# R32 brakes squeak while driving



## N204life (Aug 7, 2003)

So i just got new mintex pads for my r32 brakes on my 93 rado because the front drivers side squeaked like crazy all the time and i figured it was cause the pads were low. So long story short put new pads in the front w/ brake squeak grease and all that stuff, bleed the brakes and what not. Now still the brakes squeak like crazy when driving and get really loud when taking a left turn and immediately go away when applying pressure to the brakes. It seems to not be a constant squeak it seems to do it about every 3/4 rotation of the rotor.
So my only solution i thought was the piston clips on the back on the inner pads rubbing inside the piston.

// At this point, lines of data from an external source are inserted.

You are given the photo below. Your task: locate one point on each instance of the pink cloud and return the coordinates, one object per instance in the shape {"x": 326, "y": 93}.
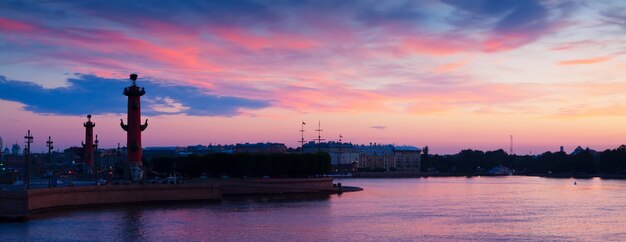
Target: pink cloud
{"x": 594, "y": 60}
{"x": 15, "y": 26}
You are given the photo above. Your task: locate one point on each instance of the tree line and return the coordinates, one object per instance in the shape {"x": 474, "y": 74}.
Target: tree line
{"x": 586, "y": 161}
{"x": 244, "y": 165}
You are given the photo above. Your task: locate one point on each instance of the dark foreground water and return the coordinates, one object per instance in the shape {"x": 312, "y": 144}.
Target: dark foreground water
{"x": 480, "y": 208}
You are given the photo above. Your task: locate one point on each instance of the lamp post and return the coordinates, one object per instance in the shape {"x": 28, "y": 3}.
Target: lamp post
{"x": 29, "y": 140}
{"x": 95, "y": 166}
{"x": 50, "y": 147}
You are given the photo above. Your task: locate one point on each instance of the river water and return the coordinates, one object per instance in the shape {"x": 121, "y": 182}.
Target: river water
{"x": 419, "y": 209}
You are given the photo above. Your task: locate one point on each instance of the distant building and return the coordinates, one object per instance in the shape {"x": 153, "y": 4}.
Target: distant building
{"x": 389, "y": 157}
{"x": 165, "y": 151}
{"x": 15, "y": 149}
{"x": 407, "y": 158}
{"x": 342, "y": 155}
{"x": 376, "y": 156}
{"x": 260, "y": 148}
{"x": 74, "y": 154}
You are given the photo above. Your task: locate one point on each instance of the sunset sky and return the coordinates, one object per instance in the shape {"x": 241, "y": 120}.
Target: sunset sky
{"x": 446, "y": 74}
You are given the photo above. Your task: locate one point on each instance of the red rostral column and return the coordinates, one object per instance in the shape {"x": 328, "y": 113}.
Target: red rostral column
{"x": 88, "y": 145}
{"x": 134, "y": 127}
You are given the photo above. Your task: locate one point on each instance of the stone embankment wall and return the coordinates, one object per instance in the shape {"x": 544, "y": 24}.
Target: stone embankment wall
{"x": 235, "y": 186}
{"x": 17, "y": 204}
{"x": 22, "y": 203}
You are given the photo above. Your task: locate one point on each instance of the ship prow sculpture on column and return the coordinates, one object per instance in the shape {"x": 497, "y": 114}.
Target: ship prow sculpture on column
{"x": 88, "y": 145}
{"x": 134, "y": 127}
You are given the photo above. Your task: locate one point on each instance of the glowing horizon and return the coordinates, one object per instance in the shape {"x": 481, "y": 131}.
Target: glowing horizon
{"x": 450, "y": 75}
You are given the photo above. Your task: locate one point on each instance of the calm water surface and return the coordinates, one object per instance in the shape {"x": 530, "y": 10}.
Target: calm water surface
{"x": 480, "y": 208}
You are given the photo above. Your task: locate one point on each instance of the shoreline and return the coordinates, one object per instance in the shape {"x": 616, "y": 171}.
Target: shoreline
{"x": 468, "y": 174}
{"x": 19, "y": 205}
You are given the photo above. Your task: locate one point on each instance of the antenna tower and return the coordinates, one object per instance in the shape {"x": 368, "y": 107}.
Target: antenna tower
{"x": 511, "y": 148}
{"x": 339, "y": 156}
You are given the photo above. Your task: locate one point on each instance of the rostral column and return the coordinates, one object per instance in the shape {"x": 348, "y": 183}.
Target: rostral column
{"x": 134, "y": 127}
{"x": 88, "y": 145}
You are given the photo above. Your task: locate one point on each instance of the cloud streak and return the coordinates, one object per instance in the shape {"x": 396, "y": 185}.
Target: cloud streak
{"x": 88, "y": 94}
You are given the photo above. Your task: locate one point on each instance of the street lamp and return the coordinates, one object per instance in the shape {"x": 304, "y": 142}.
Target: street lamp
{"x": 50, "y": 147}
{"x": 29, "y": 140}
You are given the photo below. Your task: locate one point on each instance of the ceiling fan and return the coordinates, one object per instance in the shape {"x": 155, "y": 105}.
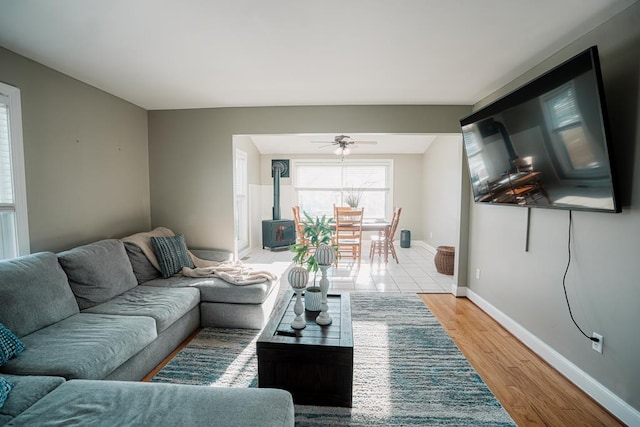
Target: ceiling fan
{"x": 343, "y": 144}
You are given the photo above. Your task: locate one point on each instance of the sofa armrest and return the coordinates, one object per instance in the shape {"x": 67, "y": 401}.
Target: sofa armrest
{"x": 212, "y": 254}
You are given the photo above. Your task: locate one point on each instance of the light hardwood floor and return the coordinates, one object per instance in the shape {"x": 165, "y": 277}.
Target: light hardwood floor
{"x": 531, "y": 391}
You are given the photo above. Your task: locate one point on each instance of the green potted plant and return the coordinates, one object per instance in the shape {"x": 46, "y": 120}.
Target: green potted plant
{"x": 316, "y": 231}
{"x": 353, "y": 196}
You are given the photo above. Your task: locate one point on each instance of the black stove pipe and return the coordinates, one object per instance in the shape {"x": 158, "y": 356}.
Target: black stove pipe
{"x": 277, "y": 170}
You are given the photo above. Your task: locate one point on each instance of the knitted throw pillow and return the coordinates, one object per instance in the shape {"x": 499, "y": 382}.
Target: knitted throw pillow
{"x": 172, "y": 254}
{"x": 10, "y": 345}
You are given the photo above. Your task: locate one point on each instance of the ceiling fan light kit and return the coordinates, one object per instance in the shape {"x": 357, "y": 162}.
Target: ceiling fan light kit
{"x": 342, "y": 143}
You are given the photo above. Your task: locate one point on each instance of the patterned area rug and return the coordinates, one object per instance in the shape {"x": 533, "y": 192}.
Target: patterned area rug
{"x": 407, "y": 371}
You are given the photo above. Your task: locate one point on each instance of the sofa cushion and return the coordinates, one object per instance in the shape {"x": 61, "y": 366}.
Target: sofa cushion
{"x": 121, "y": 403}
{"x": 83, "y": 346}
{"x": 10, "y": 345}
{"x": 27, "y": 390}
{"x": 213, "y": 289}
{"x": 166, "y": 305}
{"x": 98, "y": 271}
{"x": 143, "y": 269}
{"x": 5, "y": 388}
{"x": 172, "y": 254}
{"x": 34, "y": 293}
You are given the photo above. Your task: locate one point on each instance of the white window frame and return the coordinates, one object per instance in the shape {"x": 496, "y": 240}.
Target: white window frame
{"x": 19, "y": 205}
{"x": 388, "y": 190}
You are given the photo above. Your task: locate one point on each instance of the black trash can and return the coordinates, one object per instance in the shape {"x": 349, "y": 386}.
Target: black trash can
{"x": 405, "y": 238}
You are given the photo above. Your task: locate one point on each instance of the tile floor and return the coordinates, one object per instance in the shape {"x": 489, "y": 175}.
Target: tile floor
{"x": 415, "y": 273}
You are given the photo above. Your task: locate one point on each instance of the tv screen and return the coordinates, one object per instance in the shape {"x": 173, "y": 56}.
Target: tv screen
{"x": 546, "y": 144}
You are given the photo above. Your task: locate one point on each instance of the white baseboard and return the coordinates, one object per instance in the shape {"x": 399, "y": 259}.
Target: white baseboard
{"x": 618, "y": 407}
{"x": 424, "y": 245}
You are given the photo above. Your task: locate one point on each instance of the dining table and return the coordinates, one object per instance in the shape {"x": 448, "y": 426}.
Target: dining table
{"x": 373, "y": 226}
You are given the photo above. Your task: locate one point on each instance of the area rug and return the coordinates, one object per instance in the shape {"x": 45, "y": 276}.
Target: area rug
{"x": 407, "y": 370}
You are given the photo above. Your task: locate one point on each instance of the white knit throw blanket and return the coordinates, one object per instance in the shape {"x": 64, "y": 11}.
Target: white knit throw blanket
{"x": 234, "y": 272}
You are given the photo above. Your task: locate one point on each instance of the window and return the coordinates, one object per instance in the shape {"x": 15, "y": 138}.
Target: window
{"x": 321, "y": 184}
{"x": 14, "y": 230}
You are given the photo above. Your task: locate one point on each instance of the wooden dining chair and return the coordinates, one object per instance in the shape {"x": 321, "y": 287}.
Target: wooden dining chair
{"x": 348, "y": 235}
{"x": 384, "y": 239}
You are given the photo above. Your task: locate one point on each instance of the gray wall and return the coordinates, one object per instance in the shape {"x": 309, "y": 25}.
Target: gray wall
{"x": 602, "y": 284}
{"x": 86, "y": 158}
{"x": 191, "y": 152}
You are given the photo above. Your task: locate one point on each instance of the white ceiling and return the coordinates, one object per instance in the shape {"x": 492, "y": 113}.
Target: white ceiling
{"x": 167, "y": 54}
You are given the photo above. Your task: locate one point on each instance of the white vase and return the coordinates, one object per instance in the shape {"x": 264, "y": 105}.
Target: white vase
{"x": 313, "y": 298}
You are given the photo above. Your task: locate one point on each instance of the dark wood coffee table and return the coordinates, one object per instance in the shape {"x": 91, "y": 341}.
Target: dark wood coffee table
{"x": 314, "y": 364}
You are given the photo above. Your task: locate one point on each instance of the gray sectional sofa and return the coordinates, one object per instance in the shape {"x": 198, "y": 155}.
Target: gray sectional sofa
{"x": 96, "y": 318}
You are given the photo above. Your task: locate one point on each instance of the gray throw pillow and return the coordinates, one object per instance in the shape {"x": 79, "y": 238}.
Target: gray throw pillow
{"x": 98, "y": 272}
{"x": 5, "y": 388}
{"x": 172, "y": 254}
{"x": 142, "y": 267}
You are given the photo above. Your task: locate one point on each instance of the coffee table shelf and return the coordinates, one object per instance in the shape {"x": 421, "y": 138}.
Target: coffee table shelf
{"x": 315, "y": 364}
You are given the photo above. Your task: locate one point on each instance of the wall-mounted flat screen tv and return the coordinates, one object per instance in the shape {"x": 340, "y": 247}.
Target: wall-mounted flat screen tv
{"x": 546, "y": 144}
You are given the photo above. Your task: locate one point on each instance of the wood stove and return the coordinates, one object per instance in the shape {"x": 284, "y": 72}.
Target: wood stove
{"x": 278, "y": 233}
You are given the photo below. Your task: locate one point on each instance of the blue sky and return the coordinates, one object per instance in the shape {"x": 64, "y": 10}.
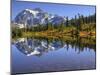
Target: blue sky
{"x": 59, "y": 9}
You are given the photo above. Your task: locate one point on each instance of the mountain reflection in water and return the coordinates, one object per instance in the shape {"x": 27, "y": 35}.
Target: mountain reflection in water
{"x": 40, "y": 46}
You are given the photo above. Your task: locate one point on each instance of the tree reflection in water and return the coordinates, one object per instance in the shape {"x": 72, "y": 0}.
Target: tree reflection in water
{"x": 39, "y": 46}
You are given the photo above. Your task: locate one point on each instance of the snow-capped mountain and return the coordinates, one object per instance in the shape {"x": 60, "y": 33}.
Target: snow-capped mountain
{"x": 33, "y": 17}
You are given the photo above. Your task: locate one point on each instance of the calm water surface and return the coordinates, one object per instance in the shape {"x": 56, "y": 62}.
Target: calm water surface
{"x": 42, "y": 55}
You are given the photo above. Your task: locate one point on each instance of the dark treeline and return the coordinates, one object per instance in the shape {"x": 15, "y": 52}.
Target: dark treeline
{"x": 74, "y": 25}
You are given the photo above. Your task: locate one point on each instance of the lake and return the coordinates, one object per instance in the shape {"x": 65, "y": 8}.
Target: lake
{"x": 33, "y": 55}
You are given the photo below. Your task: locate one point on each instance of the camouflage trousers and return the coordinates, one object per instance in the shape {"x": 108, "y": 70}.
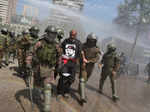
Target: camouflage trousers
{"x": 21, "y": 56}
{"x": 6, "y": 56}
{"x": 86, "y": 71}
{"x": 106, "y": 72}
{"x": 43, "y": 75}
{"x": 1, "y": 56}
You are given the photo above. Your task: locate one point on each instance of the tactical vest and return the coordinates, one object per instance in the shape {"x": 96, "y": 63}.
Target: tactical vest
{"x": 110, "y": 60}
{"x": 47, "y": 54}
{"x": 91, "y": 53}
{"x": 3, "y": 41}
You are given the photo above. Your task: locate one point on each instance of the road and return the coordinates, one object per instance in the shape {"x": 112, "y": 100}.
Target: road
{"x": 134, "y": 95}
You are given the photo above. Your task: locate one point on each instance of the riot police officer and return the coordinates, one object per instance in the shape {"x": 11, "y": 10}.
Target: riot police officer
{"x": 111, "y": 64}
{"x": 44, "y": 54}
{"x": 71, "y": 51}
{"x": 90, "y": 55}
{"x": 3, "y": 44}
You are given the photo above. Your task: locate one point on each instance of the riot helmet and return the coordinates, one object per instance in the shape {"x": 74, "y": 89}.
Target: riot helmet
{"x": 51, "y": 33}
{"x": 60, "y": 33}
{"x": 12, "y": 34}
{"x": 91, "y": 40}
{"x": 25, "y": 32}
{"x": 111, "y": 47}
{"x": 73, "y": 34}
{"x": 34, "y": 30}
{"x": 50, "y": 29}
{"x": 4, "y": 31}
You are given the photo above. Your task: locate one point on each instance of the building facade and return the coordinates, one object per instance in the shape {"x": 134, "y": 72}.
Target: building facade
{"x": 61, "y": 18}
{"x": 7, "y": 10}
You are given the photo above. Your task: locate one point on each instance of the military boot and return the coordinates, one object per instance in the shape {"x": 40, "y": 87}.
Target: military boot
{"x": 115, "y": 97}
{"x": 47, "y": 97}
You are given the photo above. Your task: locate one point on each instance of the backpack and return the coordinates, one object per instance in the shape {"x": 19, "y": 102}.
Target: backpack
{"x": 47, "y": 53}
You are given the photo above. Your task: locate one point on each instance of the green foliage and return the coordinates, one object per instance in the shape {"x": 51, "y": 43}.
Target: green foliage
{"x": 134, "y": 12}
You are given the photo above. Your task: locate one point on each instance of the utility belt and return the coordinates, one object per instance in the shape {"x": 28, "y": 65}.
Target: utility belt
{"x": 65, "y": 59}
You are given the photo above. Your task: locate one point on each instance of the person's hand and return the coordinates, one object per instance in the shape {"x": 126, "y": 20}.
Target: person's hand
{"x": 99, "y": 66}
{"x": 85, "y": 60}
{"x": 114, "y": 73}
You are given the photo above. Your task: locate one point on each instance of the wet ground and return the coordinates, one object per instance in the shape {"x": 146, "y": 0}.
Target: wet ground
{"x": 133, "y": 91}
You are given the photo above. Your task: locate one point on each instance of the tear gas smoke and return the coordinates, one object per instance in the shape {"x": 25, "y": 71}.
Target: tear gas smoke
{"x": 100, "y": 27}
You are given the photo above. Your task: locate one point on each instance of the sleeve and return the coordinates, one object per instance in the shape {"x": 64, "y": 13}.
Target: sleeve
{"x": 117, "y": 63}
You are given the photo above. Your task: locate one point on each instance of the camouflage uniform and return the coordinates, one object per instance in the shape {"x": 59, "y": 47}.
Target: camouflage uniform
{"x": 23, "y": 45}
{"x": 7, "y": 46}
{"x": 111, "y": 64}
{"x": 2, "y": 46}
{"x": 91, "y": 53}
{"x": 45, "y": 55}
{"x": 147, "y": 69}
{"x": 12, "y": 48}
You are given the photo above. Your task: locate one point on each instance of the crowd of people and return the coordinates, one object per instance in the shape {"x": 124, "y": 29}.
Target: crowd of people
{"x": 51, "y": 56}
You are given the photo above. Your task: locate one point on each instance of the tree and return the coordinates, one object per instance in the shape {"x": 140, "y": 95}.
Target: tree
{"x": 134, "y": 14}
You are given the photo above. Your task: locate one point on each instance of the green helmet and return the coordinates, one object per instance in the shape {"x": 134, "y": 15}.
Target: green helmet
{"x": 25, "y": 32}
{"x": 34, "y": 29}
{"x": 4, "y": 31}
{"x": 91, "y": 40}
{"x": 60, "y": 33}
{"x": 111, "y": 47}
{"x": 92, "y": 36}
{"x": 51, "y": 29}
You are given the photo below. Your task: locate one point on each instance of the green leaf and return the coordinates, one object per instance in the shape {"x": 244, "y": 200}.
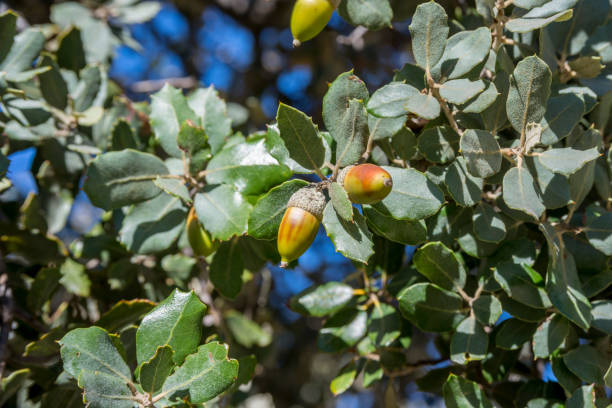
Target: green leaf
{"x": 462, "y": 393}
{"x": 153, "y": 373}
{"x": 267, "y": 214}
{"x": 341, "y": 202}
{"x": 248, "y": 166}
{"x": 123, "y": 137}
{"x": 565, "y": 290}
{"x": 124, "y": 313}
{"x": 204, "y": 375}
{"x": 521, "y": 193}
{"x": 322, "y": 300}
{"x": 430, "y": 307}
{"x": 438, "y": 144}
{"x": 71, "y": 54}
{"x": 373, "y": 14}
{"x": 583, "y": 397}
{"x": 12, "y": 383}
{"x": 483, "y": 100}
{"x": 549, "y": 336}
{"x": 513, "y": 333}
{"x": 8, "y": 28}
{"x": 529, "y": 92}
{"x": 351, "y": 239}
{"x": 153, "y": 226}
{"x": 384, "y": 128}
{"x": 212, "y": 112}
{"x": 169, "y": 109}
{"x": 487, "y": 309}
{"x": 336, "y": 102}
{"x": 226, "y": 269}
{"x": 563, "y": 112}
{"x": 567, "y": 160}
{"x": 342, "y": 330}
{"x": 301, "y": 137}
{"x": 397, "y": 99}
{"x": 352, "y": 134}
{"x": 465, "y": 189}
{"x": 587, "y": 363}
{"x": 489, "y": 226}
{"x": 601, "y": 312}
{"x": 522, "y": 284}
{"x": 74, "y": 278}
{"x": 429, "y": 30}
{"x": 90, "y": 356}
{"x": 413, "y": 196}
{"x": 469, "y": 342}
{"x": 245, "y": 331}
{"x": 223, "y": 211}
{"x": 344, "y": 379}
{"x": 464, "y": 51}
{"x": 117, "y": 179}
{"x": 176, "y": 321}
{"x": 400, "y": 231}
{"x": 384, "y": 325}
{"x": 52, "y": 84}
{"x": 26, "y": 47}
{"x": 44, "y": 285}
{"x": 482, "y": 153}
{"x": 460, "y": 91}
{"x": 440, "y": 265}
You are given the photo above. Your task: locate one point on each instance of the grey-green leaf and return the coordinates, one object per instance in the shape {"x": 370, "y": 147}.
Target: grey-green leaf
{"x": 223, "y": 211}
{"x": 482, "y": 153}
{"x": 301, "y": 137}
{"x": 176, "y": 321}
{"x": 413, "y": 197}
{"x": 122, "y": 178}
{"x": 521, "y": 193}
{"x": 529, "y": 92}
{"x": 429, "y": 30}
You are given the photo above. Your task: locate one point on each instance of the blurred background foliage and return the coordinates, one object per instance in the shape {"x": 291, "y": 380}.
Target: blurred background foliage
{"x": 244, "y": 48}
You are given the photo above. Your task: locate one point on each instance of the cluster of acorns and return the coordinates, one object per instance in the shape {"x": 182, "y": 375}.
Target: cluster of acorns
{"x": 364, "y": 184}
{"x": 309, "y": 18}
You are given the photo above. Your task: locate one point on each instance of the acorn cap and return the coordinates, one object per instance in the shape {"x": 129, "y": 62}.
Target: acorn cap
{"x": 342, "y": 174}
{"x": 309, "y": 199}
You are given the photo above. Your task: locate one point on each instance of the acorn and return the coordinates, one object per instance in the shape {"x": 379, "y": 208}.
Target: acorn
{"x": 365, "y": 183}
{"x": 199, "y": 239}
{"x": 309, "y": 18}
{"x": 300, "y": 224}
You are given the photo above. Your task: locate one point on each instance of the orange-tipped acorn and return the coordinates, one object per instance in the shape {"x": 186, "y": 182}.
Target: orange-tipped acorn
{"x": 199, "y": 239}
{"x": 365, "y": 183}
{"x": 300, "y": 224}
{"x": 309, "y": 18}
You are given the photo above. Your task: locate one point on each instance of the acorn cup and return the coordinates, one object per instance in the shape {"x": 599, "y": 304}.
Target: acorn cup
{"x": 300, "y": 224}
{"x": 365, "y": 183}
{"x": 199, "y": 239}
{"x": 309, "y": 18}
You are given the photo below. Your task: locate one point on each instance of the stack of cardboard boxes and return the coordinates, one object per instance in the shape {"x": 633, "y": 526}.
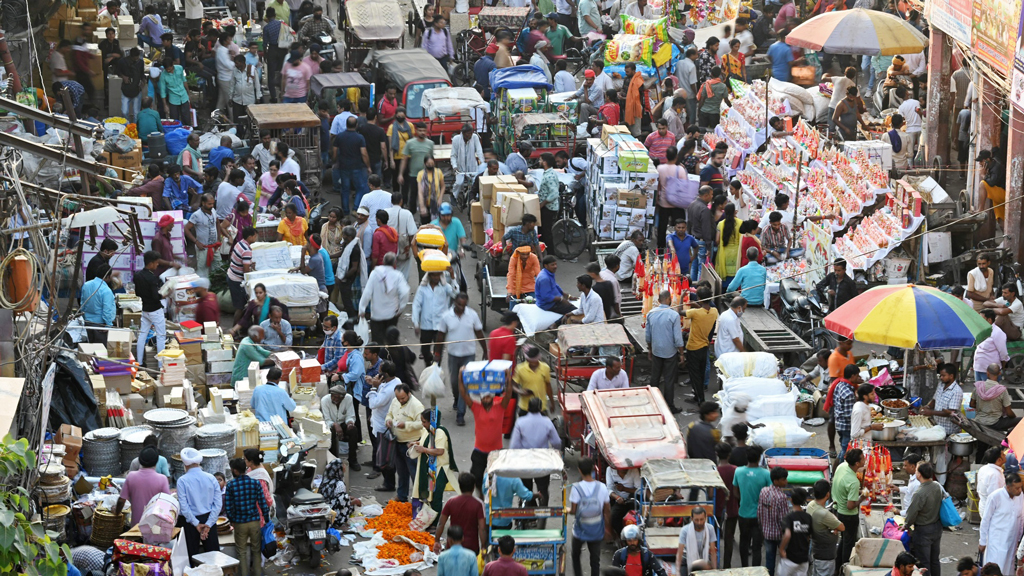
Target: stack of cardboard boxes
{"x": 623, "y": 183}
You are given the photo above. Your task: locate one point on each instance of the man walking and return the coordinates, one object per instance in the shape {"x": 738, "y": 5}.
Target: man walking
{"x": 244, "y": 502}
{"x": 462, "y": 326}
{"x": 665, "y": 347}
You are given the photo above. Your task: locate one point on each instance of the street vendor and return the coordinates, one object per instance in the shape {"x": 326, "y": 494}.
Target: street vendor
{"x": 980, "y": 283}
{"x": 947, "y": 401}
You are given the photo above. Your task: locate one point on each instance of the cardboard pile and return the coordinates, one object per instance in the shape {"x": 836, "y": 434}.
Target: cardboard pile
{"x": 623, "y": 184}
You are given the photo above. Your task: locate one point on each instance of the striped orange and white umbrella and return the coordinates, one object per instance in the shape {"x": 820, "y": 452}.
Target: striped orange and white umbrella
{"x": 858, "y": 32}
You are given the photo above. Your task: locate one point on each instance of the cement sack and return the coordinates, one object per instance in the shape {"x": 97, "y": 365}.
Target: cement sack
{"x": 293, "y": 289}
{"x": 739, "y": 364}
{"x": 800, "y": 98}
{"x": 774, "y": 405}
{"x": 779, "y": 436}
{"x": 754, "y": 386}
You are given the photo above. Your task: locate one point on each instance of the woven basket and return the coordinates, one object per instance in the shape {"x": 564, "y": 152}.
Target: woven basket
{"x": 107, "y": 527}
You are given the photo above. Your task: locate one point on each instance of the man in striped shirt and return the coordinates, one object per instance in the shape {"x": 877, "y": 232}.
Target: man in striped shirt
{"x": 659, "y": 141}
{"x": 242, "y": 261}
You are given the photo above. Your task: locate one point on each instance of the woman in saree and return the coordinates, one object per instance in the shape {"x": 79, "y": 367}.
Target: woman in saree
{"x": 336, "y": 493}
{"x": 255, "y": 469}
{"x": 727, "y": 239}
{"x": 257, "y": 310}
{"x": 435, "y": 466}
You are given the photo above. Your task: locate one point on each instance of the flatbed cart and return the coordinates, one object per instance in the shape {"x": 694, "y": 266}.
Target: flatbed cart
{"x": 573, "y": 370}
{"x": 627, "y": 427}
{"x": 541, "y": 550}
{"x": 806, "y": 465}
{"x": 662, "y": 497}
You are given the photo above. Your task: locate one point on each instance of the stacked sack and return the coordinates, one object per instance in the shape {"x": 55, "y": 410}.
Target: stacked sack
{"x": 751, "y": 383}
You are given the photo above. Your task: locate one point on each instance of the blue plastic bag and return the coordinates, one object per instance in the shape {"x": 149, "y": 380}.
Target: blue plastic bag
{"x": 176, "y": 140}
{"x": 948, "y": 513}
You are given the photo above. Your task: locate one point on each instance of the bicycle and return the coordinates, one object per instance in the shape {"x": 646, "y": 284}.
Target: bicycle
{"x": 568, "y": 238}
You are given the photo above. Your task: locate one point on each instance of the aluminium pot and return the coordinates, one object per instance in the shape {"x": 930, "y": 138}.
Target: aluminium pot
{"x": 962, "y": 444}
{"x": 888, "y": 432}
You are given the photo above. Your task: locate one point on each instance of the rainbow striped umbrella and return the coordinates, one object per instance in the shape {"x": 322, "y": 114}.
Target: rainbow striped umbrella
{"x": 906, "y": 316}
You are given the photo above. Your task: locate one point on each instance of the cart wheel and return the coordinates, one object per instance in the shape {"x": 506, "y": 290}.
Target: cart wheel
{"x": 1014, "y": 372}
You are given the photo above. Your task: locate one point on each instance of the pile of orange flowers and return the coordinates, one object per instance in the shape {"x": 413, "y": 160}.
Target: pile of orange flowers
{"x": 394, "y": 523}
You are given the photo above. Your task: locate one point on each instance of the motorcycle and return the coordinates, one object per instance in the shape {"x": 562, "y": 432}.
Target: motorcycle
{"x": 307, "y": 515}
{"x": 805, "y": 314}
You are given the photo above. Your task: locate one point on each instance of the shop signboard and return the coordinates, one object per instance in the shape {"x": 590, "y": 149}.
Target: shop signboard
{"x": 995, "y": 32}
{"x": 1017, "y": 77}
{"x": 951, "y": 16}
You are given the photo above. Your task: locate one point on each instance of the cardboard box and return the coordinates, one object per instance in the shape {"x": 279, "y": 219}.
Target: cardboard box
{"x": 131, "y": 159}
{"x": 476, "y": 212}
{"x": 479, "y": 237}
{"x": 516, "y": 205}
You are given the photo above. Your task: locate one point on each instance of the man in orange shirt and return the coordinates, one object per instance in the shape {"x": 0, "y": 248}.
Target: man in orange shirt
{"x": 838, "y": 361}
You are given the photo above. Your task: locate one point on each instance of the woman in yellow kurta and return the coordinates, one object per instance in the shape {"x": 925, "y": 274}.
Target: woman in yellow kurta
{"x": 435, "y": 464}
{"x": 293, "y": 228}
{"x": 728, "y": 241}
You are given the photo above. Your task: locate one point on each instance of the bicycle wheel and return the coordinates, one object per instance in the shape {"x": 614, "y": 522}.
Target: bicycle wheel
{"x": 568, "y": 239}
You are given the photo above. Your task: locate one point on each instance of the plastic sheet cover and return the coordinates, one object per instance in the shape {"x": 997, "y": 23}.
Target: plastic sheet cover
{"x": 535, "y": 462}
{"x": 681, "y": 474}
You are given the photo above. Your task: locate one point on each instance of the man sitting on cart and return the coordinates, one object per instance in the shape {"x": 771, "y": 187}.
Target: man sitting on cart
{"x": 633, "y": 556}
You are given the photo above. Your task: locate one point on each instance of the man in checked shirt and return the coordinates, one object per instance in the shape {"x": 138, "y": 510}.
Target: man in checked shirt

Has that ever been a problem with anyone else?


----------



## GTijoejoe (Oct 6, 2001)

Squeal which goes away from applying the brakes is a pad stability issue, apply the brakes, pad becomes stable, no vibration aka noise. You probably need to replace the retaining clips, or bend them... clean any corrosion off of the brkt etc... reinstall with grease...... 
you get the idea :thumbup:


----------



## IJM (Jul 30, 2001)

The other thing you can try is swapping directions on the pads. In other words, switch the pads between the right and left sides of the car to reverse the direction the pads rub against the rotors.


----------